IMO - leather is sticky in hot weather & cold on the bum in cold weather, give me fabric every time . . (Mind we don't have sprogs spilling food or drink -neither do we have animals or dogs leaving what ever they leave !
Fabric, especially zipped covers can be washed whereas cowhide needs to be on the cows. :?


----------



## an99uk (May 12, 2005)

Why not have a combination of cloth and leather, I have seen some very nice vans that the seats have been re-upholstered with leather side panels with cloth middles

You get the luxury look of leather but none of the disadvantages.(cold/hot bum)


----------



## greygit (Apr 15, 2007)

We have fabric and suede that's no too bad but we had a car with leather and as vicdicdoc says leather in winter and summer no way not again. 8O


----------



## jeffro (Jan 13, 2009)

*leather*

my van has half leather and i always enjoy the smell of it when i get in it and in the winter or summer throw overs work for me


----------



## selstrom (May 23, 2005)

We have leather upholstery in our 7 year old van (987 nights use) and they look like new.

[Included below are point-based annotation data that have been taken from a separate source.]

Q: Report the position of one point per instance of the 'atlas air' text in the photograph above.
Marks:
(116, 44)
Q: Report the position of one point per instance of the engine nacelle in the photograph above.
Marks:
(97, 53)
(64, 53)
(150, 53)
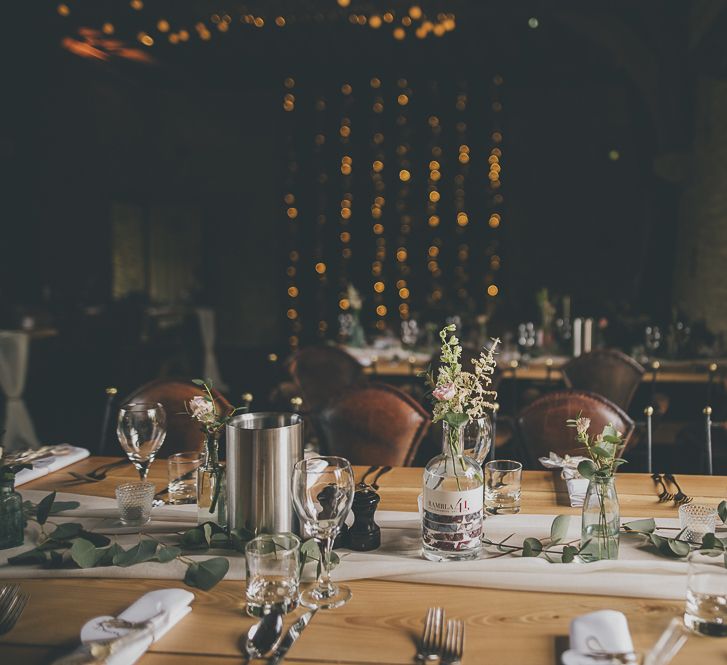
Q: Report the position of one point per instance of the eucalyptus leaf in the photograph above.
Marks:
(108, 554)
(84, 553)
(206, 574)
(44, 507)
(600, 451)
(711, 542)
(657, 541)
(143, 551)
(569, 554)
(532, 547)
(642, 526)
(66, 531)
(166, 554)
(98, 539)
(559, 528)
(29, 558)
(679, 547)
(194, 538)
(456, 420)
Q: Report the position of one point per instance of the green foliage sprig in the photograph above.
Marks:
(603, 449)
(535, 547)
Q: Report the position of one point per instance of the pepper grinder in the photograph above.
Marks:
(326, 498)
(364, 535)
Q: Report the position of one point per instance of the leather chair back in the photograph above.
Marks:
(607, 372)
(542, 424)
(322, 372)
(183, 433)
(374, 424)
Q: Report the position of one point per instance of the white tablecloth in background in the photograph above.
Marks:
(19, 430)
(638, 573)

Only occasional wipe with damp cloth.

If you heat your van in winter they are not cold and if you keep sun off they do not get over hot.

Would not go back to fabric.


----------



## Yaxley (Jul 25, 2008)

We have leather upholstery throughout our 8 yr old van.
Don't find it hot in summer and cold in winter.
We are very happy with it and wouldn't change.
Easily cleaned although we haven't needed to clean it.
Ian


----------



## bertieburstner (May 1, 2005)

we had leather seats on a Laika motorhome, didn't like it too cold in winter


----------



## makems (Jul 26, 2010)

Leather in a MH is totally different to leather in a car. Never found the leather cold in winter as we tend to go somewhere warm in winter! And it won't be cold unless you have allowed the inside of the van to get very cold. 
As to summer, it doesn't get hot because it's not in direct sun like the front seats of a car. 
It's definitely easier to clean than cloth. 
We have had both and prefer leather BUT If I was choosing a new van it wouldn't make any difference to me whether the interior was leather or cloth. There are so many more important features that my decision would be based on


----------



## bertieburstner (May 1, 2005)

"Never found the leather cold in winter as we tend to go somewhere warm in winter!"

lucky you!

believe me in the winter leather is cold on the bum


----------



## Spacerunner (Mar 18, 2006)

bertieburstner said:


> "Never found the leather cold in winter as we tend to go somewhere warm in winter!"
> 
> lucky you!
> 
> believe me in the winter leather is cold on the bum


Only initially, like a toilet seat!.

We have leather at home and find it comfortable in winter and summer.
Its certainly much more hard wearing than fabric and almost 100% stain resistant.


----------